Chinese manufacturers are continuing to push into overseas markets despite a more turbulent global environment, as narrowing domestic profit margins and surplus production capacity leave companies with little choice but to expand abroad, according to reporting by the South China Morning Post.
The trend, part of a broader strategic shift sometimes described as China Inc.'s next phase of "going global," is being tested by geopolitical instability, including the ripple effects of conflict in the Middle East.
One example highlighted in the report involves Lawrence Wong, a manufacturer who decided to establish a toy factory in Vietnam last year. His initial plan called for 600 square metres of floor space by early 2026, a modest but deliberate start to building production capacity outside mainland China.
Wong's approach reflects a wider pattern among Chinese business owners who are seeking to diversify their manufacturing base and access markets that offer better margins or fewer trade barriers than those increasingly imposed on Chinese goods in Western economies.

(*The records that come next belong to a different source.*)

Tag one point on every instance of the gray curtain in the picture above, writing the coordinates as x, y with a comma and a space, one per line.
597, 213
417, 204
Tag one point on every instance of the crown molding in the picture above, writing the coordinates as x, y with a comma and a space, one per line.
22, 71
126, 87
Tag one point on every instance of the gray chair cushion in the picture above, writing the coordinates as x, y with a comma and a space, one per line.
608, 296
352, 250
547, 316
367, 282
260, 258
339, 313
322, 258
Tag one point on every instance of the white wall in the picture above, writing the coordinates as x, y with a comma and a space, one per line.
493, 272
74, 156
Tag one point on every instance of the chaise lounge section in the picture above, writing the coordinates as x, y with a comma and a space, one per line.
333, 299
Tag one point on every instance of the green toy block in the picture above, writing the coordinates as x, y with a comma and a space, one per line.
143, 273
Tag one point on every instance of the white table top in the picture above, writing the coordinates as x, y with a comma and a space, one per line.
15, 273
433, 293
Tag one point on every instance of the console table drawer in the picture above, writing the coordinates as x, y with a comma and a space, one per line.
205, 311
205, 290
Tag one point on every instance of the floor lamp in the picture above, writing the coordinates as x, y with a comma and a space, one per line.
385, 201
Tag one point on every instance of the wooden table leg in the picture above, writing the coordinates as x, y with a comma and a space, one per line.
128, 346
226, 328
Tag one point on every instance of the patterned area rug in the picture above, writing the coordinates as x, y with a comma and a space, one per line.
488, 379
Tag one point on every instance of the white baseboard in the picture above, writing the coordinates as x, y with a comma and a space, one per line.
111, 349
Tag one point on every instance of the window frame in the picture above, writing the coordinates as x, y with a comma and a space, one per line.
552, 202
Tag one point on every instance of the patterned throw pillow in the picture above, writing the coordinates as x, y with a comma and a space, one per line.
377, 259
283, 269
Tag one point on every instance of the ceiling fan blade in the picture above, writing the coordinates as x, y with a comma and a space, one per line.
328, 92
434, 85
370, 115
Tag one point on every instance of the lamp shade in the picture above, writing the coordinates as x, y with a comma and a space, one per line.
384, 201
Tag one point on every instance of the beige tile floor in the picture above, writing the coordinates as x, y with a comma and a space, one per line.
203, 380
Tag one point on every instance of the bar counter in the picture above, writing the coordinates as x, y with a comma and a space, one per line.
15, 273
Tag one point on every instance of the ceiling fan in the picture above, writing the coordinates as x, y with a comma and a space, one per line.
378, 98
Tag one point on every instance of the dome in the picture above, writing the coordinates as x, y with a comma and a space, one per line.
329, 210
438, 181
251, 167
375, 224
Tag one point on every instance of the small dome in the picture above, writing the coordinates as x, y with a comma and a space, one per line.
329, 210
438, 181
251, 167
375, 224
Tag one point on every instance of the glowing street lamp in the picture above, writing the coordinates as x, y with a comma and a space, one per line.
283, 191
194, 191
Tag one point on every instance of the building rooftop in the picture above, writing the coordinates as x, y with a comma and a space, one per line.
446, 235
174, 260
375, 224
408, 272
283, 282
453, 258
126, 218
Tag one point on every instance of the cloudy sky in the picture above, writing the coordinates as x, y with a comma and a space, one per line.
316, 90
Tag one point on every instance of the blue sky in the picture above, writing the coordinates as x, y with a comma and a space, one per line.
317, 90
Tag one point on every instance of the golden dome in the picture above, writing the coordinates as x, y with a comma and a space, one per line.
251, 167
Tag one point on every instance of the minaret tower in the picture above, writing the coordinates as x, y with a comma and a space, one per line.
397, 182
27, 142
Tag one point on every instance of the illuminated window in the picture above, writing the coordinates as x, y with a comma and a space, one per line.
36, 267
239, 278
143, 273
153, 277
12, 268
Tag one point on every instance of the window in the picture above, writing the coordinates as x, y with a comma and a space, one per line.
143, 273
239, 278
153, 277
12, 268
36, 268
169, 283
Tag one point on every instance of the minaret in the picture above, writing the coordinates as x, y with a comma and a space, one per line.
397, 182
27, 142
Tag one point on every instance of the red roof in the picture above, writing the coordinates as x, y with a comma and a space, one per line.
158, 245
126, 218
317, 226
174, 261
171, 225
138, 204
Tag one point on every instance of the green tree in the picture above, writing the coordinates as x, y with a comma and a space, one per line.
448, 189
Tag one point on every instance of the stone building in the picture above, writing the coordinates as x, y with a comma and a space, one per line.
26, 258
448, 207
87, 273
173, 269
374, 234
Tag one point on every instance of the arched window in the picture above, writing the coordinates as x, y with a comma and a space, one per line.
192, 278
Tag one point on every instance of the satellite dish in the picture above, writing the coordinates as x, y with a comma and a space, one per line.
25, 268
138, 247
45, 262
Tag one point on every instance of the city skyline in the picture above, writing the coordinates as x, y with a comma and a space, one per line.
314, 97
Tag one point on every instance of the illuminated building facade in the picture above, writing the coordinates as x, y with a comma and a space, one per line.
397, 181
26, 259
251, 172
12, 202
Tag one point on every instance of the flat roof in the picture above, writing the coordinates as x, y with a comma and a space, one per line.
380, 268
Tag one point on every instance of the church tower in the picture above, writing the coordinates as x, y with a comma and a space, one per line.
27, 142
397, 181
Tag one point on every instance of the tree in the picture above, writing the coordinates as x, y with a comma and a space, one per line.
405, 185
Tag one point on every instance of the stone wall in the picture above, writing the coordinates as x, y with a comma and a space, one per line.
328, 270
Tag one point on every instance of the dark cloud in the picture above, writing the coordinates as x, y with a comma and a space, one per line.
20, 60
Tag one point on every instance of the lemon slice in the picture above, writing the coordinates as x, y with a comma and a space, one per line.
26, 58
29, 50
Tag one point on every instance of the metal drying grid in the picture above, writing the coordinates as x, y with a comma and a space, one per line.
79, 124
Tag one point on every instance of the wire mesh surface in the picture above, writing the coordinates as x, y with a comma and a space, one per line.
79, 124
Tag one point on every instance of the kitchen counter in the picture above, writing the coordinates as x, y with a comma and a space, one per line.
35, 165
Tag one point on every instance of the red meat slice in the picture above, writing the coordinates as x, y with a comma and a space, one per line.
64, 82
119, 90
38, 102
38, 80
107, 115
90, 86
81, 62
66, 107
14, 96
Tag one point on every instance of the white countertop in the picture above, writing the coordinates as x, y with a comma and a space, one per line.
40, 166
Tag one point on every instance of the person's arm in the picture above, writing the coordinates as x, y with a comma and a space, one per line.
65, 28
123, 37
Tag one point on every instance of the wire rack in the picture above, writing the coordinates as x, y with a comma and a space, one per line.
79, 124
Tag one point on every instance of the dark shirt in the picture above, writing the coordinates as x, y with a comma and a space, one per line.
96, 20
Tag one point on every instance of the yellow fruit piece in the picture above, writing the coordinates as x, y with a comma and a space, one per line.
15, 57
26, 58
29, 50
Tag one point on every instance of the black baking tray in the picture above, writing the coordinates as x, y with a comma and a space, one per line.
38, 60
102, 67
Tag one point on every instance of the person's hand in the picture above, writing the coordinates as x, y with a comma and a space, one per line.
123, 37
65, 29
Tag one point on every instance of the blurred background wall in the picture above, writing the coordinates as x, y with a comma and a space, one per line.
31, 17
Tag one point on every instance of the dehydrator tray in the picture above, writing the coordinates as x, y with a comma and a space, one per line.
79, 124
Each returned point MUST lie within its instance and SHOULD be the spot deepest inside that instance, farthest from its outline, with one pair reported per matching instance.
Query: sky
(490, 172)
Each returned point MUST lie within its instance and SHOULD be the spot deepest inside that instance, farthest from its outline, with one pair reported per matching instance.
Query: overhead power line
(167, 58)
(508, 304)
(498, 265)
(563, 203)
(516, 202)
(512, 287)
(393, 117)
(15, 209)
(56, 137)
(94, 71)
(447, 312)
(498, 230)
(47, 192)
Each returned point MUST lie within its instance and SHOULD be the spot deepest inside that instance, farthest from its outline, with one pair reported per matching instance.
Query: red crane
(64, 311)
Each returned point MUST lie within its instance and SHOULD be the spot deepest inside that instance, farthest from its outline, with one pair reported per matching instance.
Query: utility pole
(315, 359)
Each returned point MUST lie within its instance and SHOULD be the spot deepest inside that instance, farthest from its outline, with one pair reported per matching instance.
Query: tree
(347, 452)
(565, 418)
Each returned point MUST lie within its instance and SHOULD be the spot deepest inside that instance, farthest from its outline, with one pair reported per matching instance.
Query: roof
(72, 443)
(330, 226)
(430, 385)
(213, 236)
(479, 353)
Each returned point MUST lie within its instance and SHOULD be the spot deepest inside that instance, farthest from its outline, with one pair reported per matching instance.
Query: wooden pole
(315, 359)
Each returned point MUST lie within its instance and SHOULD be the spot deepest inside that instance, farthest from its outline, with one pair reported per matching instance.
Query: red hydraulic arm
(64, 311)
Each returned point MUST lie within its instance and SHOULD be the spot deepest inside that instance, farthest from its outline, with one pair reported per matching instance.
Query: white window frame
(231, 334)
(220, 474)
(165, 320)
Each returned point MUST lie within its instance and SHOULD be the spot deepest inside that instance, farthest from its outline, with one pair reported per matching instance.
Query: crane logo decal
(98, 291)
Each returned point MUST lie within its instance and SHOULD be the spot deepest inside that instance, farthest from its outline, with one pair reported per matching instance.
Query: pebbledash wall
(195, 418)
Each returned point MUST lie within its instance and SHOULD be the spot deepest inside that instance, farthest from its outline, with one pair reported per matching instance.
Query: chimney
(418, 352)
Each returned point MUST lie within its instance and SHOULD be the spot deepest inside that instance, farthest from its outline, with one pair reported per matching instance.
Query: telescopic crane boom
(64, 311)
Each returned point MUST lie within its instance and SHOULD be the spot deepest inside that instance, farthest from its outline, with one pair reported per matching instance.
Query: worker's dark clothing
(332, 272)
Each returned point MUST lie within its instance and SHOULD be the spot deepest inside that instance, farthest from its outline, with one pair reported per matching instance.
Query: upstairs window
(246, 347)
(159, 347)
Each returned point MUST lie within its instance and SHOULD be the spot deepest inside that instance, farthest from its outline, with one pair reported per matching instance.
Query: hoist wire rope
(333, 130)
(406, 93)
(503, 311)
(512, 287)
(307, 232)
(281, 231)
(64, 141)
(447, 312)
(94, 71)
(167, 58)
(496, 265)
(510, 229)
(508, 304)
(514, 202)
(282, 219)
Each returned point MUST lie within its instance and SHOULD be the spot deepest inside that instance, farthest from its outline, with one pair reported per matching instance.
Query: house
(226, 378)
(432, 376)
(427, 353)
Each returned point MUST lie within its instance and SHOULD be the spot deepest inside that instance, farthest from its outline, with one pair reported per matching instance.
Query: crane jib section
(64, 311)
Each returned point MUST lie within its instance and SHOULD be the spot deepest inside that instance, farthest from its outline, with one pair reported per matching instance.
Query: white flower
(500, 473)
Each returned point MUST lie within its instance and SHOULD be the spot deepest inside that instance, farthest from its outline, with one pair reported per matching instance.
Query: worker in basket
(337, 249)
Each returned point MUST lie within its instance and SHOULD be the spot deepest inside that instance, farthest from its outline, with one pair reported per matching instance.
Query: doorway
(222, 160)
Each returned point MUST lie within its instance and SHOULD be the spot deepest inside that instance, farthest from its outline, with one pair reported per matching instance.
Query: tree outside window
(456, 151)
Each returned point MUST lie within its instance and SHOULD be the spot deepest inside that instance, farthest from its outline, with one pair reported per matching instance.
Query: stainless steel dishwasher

Domestic pressures driving the push outward
The South China Morning Post's reporting identifies two core forces behind the overseas expansion wave: shrinking profits at home and a domestic manufacturing sector that has grown faster than Chinese consumers or export markets can absorb.

These conditions have made international expansion less of an opportunity and more of a necessity for many firms. Countries across Southeast Asia, the Middle East, Africa, and Latin America have become frequent destinations as Chinese companies look for cost advantages, access to raw materials, or proximity to new consumer bases.
A more complex landscape abroad
The international environment Chinese companies are entering has grown considerably more complicated in recent years. Ongoing conflict involving Iran has added uncertainty to supply chains and market planning in parts of the Middle East, forcing some manufacturers to revise their expansion timelines or redirect investment toward more stable regions.
Trade policy scrutiny in the United States and Europe has also pushed Chinese firms to consider establishing production in third countries, partly to navigate tariffs and import restrictions that target goods made in China directly.
The South China Morning Post frames this moment as a new chapter in China's outward investment story - one shaped not just by economic ambition but by a need to adapt to a fragmented and unpredictable global order.
How successfully Chinese manufacturers manage this recalibration is expected to have significant implications for global supply chains, trade flows, and the economies of the countries where they choose to plant roots.